Having a decent, secure and affordable home should be a fundamental human right, but sadly, it is not. For most of our history in this country, people have been expected to provide for themselves, and the majority have lived in insecure, cold, damp and often insanitary and overcrowded conditions, until, for a relatively short time, as my hon. Friend the Member for Islington North pointed out, slum clearances and mass house building by councils produced safer, spacious, secure and affordable homes.
Then, however, with living standards and aspirations rising, more and more ordinary families moved out of their council homes—they did not have the right to buy at that time—and became home owners, and this nation became divided between home owners and non-home owners. Mrs Thatcher, of course, knew whose side she was on. Council house building was curtailed, and as the years passed, housing stock was sold off or fell into disrepair—nowhere was that more acute than in London and inner-city boroughs such as mine—yet no one seemed to understand that the housing market and private ownership would never offer a solution for all, given that profits had to be made and household incomes varied so widely.
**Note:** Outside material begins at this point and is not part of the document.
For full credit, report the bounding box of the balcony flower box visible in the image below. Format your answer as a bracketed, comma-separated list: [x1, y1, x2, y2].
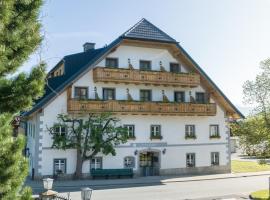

The Thatcher Government was a disaster for housing in London, and London has never recovered.
As my hon. Friend the Member for Islington North also suggested, Labour too bears some responsibility. When we entered government in 1997, our priorities were education and health—that was absolutely right—and we succeeded extraordinarily well. However, we failed to connect education and health with housing—although of course, where there is inadequate housing, education and health are severely affected.
My right hon. Friend is making a strong start to what clearly will be an important contribution to this debate. I entirely accept what she and my hon. Friend the Member for North (Jeremy Corbyn) said about the invisibility of house building to the Administrations of whom we were a part. However, the Labour Government inherited 2 million homes below the decency threshold. Does she not give them credit for recognising that that was an absolute priority and for the good work done in that aspect of housing, which was very important, particularly for thousands of homes in Tower Hamlets?
I am most grateful to my hon. Friend. He anticipated what I was about to say—[Interruption.] There is no need for an apology, because he is so right, and I am glad to have my point reinforced in advance.
I was about to say that when we turned our minds to the housing crisis in the capital, we made progress. In my constituency a raft of Government policies, including the decent homes programme, led to huge improvements in conditions. Many large council estates were completely demolished and rebuilt, removing the tower blocks and providing modern energy-efficient homes in low-rise blocks and, in some cases, terraces with gardens. No longer did constituents come to me begging to be got off an estate or crying because the cold was so intense—because of crumbling windows, poor insulation and lack of central heating—that they could not endure the winters.
Overcrowding continued, however, and new starts did not keep up with the demand, particularly for the larger family-sized units. Making up for the lack of investment under a decade of Tory policy became impossible, because property and land prices rose by an unprecedented degree. However, the effort continued, and the Labour Government concluded their period in office having made available £5 billion of investment for housing in London between 2008 and 2011. As a consequence of the Labour Administration, new starts in affordable house building peaked in 2009-10 at almost 16,000 units. That Labour programme is nearing its completion, however, and hereafter numbers look certain to collapse, as my hon. Friend the Member for Hammersmith (Mr Slaughter) suggested in an intervention might happen.
In addition, Boris Johnson, the Mayor of London, has abandoned Labour’s target of having 50% of all new build as affordable homes. In my borough the number of homeless households in temporary accommodation at the end of March was 924, and at the end of February there were 16,000 on the housing register. Once again we have a growing housing crisis in London.